The morning had not gone well. D was upset and yelling, and I – in what was not my finest parenting moment – yelled back – I know this is hard for you D. I know there are things you cannot help, things you may not understand. But you are one of seven people living in this house. You have. To. Calm. Down. Stop yelling. Think of your family. You’re not the only one around here.

He yelled and body-writhed some more.

Knock it off, I loudly hissed at him, not wanting my in-laws to hear me losing my cool. Like I said, not my finest parenting moment.

Our car ride to school, however, was quiet and calm. D was happy to head back to school and probably get away from me, and to be honest, I was ready to get some space from him. It’s not all autism, you know. It’s parenting a moody, stubborn 17-year-old young man.

We pulled into the parking lot of his building, and I walked him to the door, where one of his teachers was waiting and exited to meet us outside. There is a crisis going on with one of the students in D’s classroom, he said. Let’s go in through another door.

So, we walked around the corner to a side door and knocked to be let in. Another one of D’s teachers quickly came out and pushed her back up against the door. I could hear the student pushing and battering up against the door behind her, trying to get out.

Sorry, she said. You can’t come in from here either. The student is trying to elope. Go through the front, and take D to the other classroom, not his, she told us.

By this point I was alarmed. I knew which student they were talking about, and though D himself is now a strong, strapping 17-year-old young man, I no more wanted to walk him into that building then I did when he was three-years-old on his first day of school.

But before I could say anything, D was happily walking away from me with his teacher to the front door.
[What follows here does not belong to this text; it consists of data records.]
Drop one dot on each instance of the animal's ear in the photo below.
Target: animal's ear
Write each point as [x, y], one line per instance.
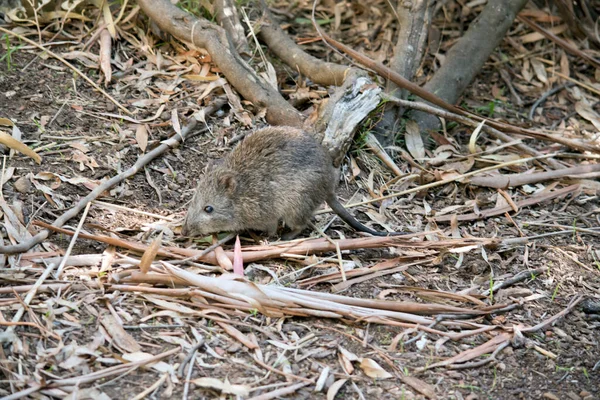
[212, 164]
[228, 182]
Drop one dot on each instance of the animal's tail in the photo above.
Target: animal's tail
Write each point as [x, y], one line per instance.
[341, 211]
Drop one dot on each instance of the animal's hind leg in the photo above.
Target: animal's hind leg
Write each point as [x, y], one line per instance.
[296, 225]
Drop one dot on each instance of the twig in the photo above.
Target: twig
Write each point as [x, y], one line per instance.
[545, 96]
[502, 209]
[191, 355]
[68, 64]
[428, 96]
[480, 363]
[531, 273]
[551, 320]
[72, 243]
[278, 393]
[420, 106]
[9, 333]
[152, 387]
[562, 43]
[505, 181]
[444, 181]
[115, 180]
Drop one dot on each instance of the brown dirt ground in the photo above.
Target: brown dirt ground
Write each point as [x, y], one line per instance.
[45, 89]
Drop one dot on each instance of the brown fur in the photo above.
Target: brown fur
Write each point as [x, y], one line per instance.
[276, 174]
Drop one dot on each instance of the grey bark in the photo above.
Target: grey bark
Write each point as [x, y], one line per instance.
[414, 18]
[467, 56]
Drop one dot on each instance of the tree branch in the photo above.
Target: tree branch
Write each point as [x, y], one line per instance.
[213, 38]
[321, 72]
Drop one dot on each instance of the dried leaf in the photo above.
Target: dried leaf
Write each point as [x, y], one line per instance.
[224, 387]
[175, 122]
[414, 141]
[14, 144]
[141, 137]
[333, 389]
[540, 70]
[238, 261]
[6, 122]
[585, 110]
[150, 254]
[373, 370]
[474, 136]
[105, 52]
[120, 338]
[239, 336]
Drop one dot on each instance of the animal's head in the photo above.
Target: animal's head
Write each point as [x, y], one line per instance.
[212, 208]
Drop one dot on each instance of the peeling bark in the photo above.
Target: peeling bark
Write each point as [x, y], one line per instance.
[227, 17]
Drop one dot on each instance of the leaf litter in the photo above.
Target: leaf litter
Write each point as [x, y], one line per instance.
[130, 298]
In a second, he was gone.

I sat in the parking lot for a few minutes, overwhelmed by the situation and the memories it brought back. A lifetime of parenting D and his siblings, half stumbling-half shepherding him through a myriad of complicated, difficult situations, had left me barely surer of myself now then when the journey was in its initial stages.

I crafted a long, emotional text to my husband, in the middle of which my phone rang. It was him. How’s it going?

This sucks, I told him, my voice trembling with unspilled tears. How is this still happening? How is this still his life? How am I still sending him into buildings where crises are occurring?

It was a both fair and unfair statement.

In 2003, with very little by way of information on autism on the internet, with no social media networks or online autism groups to tap into, with a decidedly negative trajectory being pushed forth and the absence of autistic voices not even registering in our collective radars, the decisions we made by way of education, therapies, medical and biomedical treatments, diets and supports for D to me weighed heavier than anything I had ever carried.

In 2018, that weight feels no lighter, even with the plethora of information, the learning, growing, listening, understanding, the research and options laid forth.

There are still crises that happen at school; there is still the pain of letting him go. But there is also a tethered, unbreakable connection between us, in that he knows I will always come for him, I will be as close as he’ll let me be, I will listen so much better to him then to my own judgment, and I will bear witness. The weight of the love outweighs the heaviness of the unknown and doubt.

That is what has shifted in the 15 years since that brand-spanking new diagnosis entered his and our lives.